Chamava- se António. António Mendes. Era assistente operacional da Câmara Municipal e não era um homem feliz. Não encontrava felicidade nos livros que recolhia nem nas revistas que, avidamente, folheava, dia após dia. Nada que o pudesse fazer passar de um homem triste e fechado sobre si mesmo para um homem ambicioso e feliz.

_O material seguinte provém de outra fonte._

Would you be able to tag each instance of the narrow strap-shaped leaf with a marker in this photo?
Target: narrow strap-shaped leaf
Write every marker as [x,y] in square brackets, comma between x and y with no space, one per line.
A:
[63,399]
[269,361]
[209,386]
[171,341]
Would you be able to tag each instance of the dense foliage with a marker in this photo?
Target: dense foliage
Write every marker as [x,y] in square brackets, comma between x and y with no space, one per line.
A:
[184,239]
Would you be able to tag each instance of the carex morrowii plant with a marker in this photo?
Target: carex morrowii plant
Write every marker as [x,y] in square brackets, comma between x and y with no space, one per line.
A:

António nunca dormia mais do que quatro horas; muito menos tinha horário compatível com a regular rotação dos dias e das noites. Os homens desde sempre se compatibilizaram com a noite, fechando os olhos e dormindo debaixo da Lua e das estrelas. Há, ainda, homens que não dormem. António acordava às cinco da tarde, depois de se deitar por volta do meio-dia. Era solteiro e pouca família tinha já. Era um homem nos seus 46 anos, cabelo completamente grisalho, as sobrancelhas quase juntas, com os cabelos crescidos, sem estarem alinhados tal como ele próprio não se encontrava alinhado. A pele, rugosa e envelhecida pelo consumo diário e compulsivo de cigarros, os olhos amarelados pela falta de sono, pelo fígado afetado pelas cervejas que bebia, dia após dia.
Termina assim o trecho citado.